Geschichten und Archetypen

Geschichten sind “Vorlagen für eine Heilung der Seele,
überliefert von Europas weisen Ahnfrauen und Heilerinnen.
Als die alten erdverbundenen Kulturen Europas zerstört wurden,
blieben diese Geschichten erhalten.”
(Starhawk/Hilary Valentine)

Geschichten “arbeiten” ähnlich wie Träume mit archetypischen Symbolen. Sie drücken bildhaft das aus, was uns als Menschen beschäftigt und können uns so mit unserer inneren Weisheit verbinden. Geschichten berühren unseren tiefen Kern, können uns wachrütteln und Möglichkeiten anbieten, “der Welt da draußen” zu begegnen.

Geschichten erzählen auch deine Lebensgeschichte…

Spannend finde ich es auch, Filme unter dem Gesichtspunkt der Identifizierung anzuschauen.

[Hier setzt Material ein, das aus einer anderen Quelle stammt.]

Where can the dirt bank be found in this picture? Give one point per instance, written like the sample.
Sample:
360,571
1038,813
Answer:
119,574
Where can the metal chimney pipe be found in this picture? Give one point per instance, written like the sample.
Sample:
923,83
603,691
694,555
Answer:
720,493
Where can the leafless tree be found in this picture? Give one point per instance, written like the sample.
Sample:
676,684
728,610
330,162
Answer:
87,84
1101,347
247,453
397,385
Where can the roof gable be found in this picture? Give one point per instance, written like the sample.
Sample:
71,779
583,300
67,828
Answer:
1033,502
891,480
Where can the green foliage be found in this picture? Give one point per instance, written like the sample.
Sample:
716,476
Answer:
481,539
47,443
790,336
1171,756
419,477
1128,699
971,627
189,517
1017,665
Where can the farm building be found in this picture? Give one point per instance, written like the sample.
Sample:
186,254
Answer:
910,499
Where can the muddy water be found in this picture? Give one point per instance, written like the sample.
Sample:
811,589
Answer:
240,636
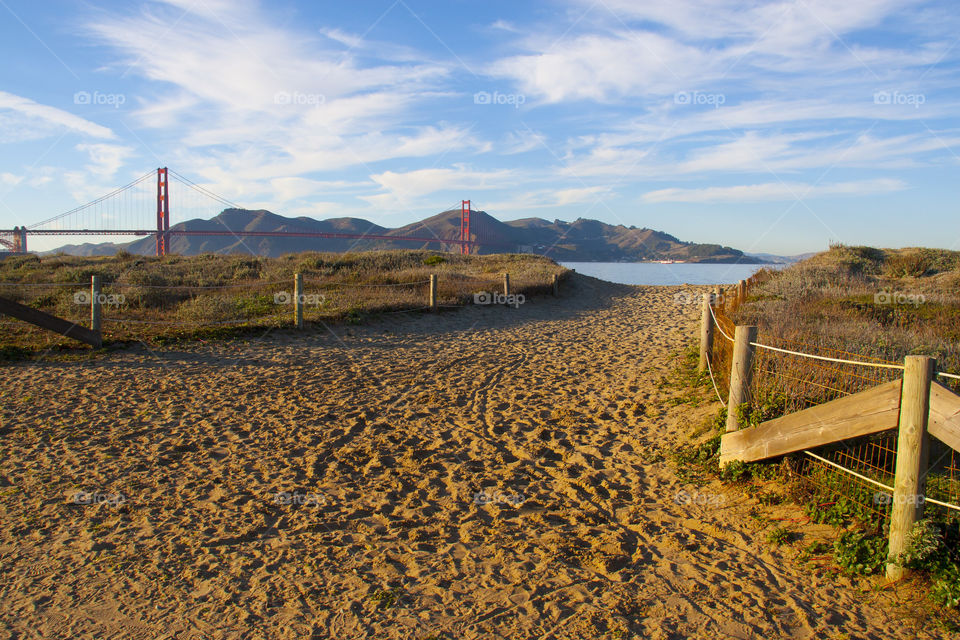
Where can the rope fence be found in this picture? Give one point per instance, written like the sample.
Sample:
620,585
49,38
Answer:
137,310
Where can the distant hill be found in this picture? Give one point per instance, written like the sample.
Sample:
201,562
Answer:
581,240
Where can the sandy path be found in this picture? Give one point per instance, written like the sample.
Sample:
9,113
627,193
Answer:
485,473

Dafür eignen sich besonders Filme, die ein Märchen oder einen (modernen) Mythos erzählen, wie z.B. „Drei Haselnüsse für Aschenbrödel“, oder einen märchenhaften Charakter haben, wie z.B. der Film „Stardust“ (nach einem Buch von Neil Gaiman), oder selbst eine mythische Welt erschaffen wie z.B. „Der Herr der Ringe“. Auch Filme oder Fernsehserien, die eine Figuren-Entwicklung beinhalten, finde ich spannend, z.B. „Star Wars“ als Heldenreise zu betrachten. Wie entwickelt sich Luke Skywalker von einem „einfachen Bauernjungen“ zum mächtigen Jedi? Was sind die Aufgaben, denen er sich auf seinem Weg stellen muss und an denen er reift? Diese Herausforderungen lassen den Held einer Heldengeschichte erst zum Held werden. Und wir erfahren, wie wir selbst zu HeldInnen reifen können.

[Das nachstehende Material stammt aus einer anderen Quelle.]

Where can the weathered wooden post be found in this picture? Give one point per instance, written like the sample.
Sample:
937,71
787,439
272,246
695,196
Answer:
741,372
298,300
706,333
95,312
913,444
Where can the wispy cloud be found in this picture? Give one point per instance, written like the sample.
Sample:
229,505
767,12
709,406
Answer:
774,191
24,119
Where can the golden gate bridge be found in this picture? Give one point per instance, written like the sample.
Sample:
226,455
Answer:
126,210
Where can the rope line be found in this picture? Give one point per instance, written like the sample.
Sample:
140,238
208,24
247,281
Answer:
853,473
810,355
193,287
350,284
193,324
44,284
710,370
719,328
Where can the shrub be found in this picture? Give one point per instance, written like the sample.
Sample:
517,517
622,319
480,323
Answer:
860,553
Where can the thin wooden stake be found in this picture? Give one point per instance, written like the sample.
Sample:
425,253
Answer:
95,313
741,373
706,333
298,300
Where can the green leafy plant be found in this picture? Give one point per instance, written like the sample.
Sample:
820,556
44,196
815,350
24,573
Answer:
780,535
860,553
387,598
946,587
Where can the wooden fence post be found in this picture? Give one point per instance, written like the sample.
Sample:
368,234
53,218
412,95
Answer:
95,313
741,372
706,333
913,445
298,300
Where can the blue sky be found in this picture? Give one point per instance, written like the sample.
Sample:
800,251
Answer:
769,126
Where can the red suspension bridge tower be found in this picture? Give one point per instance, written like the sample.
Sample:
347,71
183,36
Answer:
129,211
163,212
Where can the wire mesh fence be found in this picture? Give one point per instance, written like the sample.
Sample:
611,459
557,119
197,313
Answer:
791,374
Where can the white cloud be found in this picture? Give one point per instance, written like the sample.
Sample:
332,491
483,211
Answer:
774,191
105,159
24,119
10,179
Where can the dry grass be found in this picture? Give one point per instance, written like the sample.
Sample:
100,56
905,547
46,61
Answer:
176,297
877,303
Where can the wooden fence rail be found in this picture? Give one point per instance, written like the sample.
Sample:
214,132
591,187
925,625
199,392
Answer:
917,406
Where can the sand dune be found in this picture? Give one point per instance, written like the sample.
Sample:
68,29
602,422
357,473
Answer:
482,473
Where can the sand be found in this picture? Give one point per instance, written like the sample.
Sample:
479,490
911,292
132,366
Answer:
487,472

Achte beim nächsten Film, den du schaust, oder bei nächsten Buch, das du  liest, darauf, mit wem oder was du dich identifizierst. Wer oder was erzeugt in dir die größte Resonanz? Das können Personen, einzelne Verhaltensweisen, Stimmungen oder Gegenstände sein. Welche Stelle im Film/Buch berührt dich am meisten? Was fühlst du? Welche Aspekte sind dir vertraut? Welche fremd? Welche machen dich neugierig? Welche machen dir Angst? Wen magst du besonders und in welcher Szene? Und wen lehnst du ab? Was macht diese Figur, wenn du sie ablehnst? Was verkörpert sie? …

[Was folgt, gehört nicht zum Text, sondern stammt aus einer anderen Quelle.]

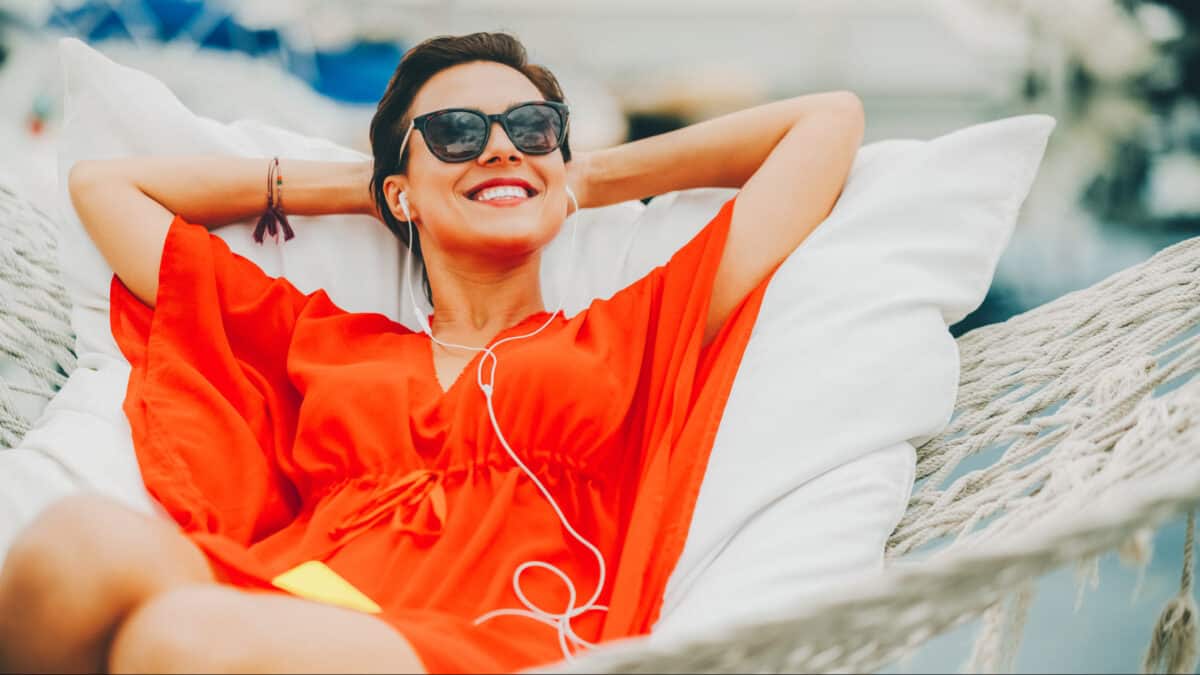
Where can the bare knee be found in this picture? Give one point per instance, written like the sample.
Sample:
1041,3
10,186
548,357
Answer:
220,629
90,537
187,629
72,574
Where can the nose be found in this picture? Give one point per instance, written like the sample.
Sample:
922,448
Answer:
499,149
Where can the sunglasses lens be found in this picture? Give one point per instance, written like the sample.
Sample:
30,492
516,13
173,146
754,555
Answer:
456,136
535,129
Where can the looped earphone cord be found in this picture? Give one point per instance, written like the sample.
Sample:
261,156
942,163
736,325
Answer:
561,621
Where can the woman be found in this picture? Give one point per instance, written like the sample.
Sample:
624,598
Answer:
346,500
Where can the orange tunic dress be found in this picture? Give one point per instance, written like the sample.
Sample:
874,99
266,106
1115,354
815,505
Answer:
277,428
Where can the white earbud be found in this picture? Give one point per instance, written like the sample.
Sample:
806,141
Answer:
402,201
571,195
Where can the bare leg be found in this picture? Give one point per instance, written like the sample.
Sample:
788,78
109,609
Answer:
76,573
223,629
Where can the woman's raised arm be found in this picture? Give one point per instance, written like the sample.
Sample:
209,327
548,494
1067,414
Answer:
126,204
790,159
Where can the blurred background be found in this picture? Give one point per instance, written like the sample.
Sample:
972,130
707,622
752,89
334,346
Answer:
1121,178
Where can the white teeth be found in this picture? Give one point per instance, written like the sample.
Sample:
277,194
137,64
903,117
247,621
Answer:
501,192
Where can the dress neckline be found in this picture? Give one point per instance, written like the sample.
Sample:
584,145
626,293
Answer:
431,363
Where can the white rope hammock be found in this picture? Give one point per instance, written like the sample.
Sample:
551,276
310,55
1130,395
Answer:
1084,416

Diese Auseinandersetzung kann ganz spielerisch sein und eröffnet neue Horizonte. Ich bin zum Beispiel drauf gekommen, dass ich Frauenfiguren mag, die stark und verletzlich sind, wie Éowyn in “Der Herr der Ringe”. Interessant finde ich die Auseinandersetzung mit der dunklen Seite der Macht und dem Umgang damit wie z.B. bei “Star Wars”. Ich lerne. Macht ist nicht per se schlecht, sondern es geht darum, wie und für was wir sie einsetzen. Ich lerne, dass es um meine Motivation geht und um einen verantwortungsvollen Umgang. Ich lerne dadurch, mein Handeln zu hinterfragen und mein Verhalten zu reflektieren. Ich liebe Geschichten, in denen Helden und Heldinnen wachsen und sich entwickeln. Das macht mir Mut und Hoffnung.

Geschichten, ob in Filmen oder Büchern, bieten eine spannende Entdeckungsreise ins eigene Innere.

Spannend finde ich es auch, mich mit anderen Menschen darüber auszutauschen, z.B. mit meinem Mann, Freunden und Freundinnen. So eröffnen sich immer neue Aspekte einer Figur oder Situation. Du kannst deine Erkenntnisse auch in deinem Tagebuch festhalten.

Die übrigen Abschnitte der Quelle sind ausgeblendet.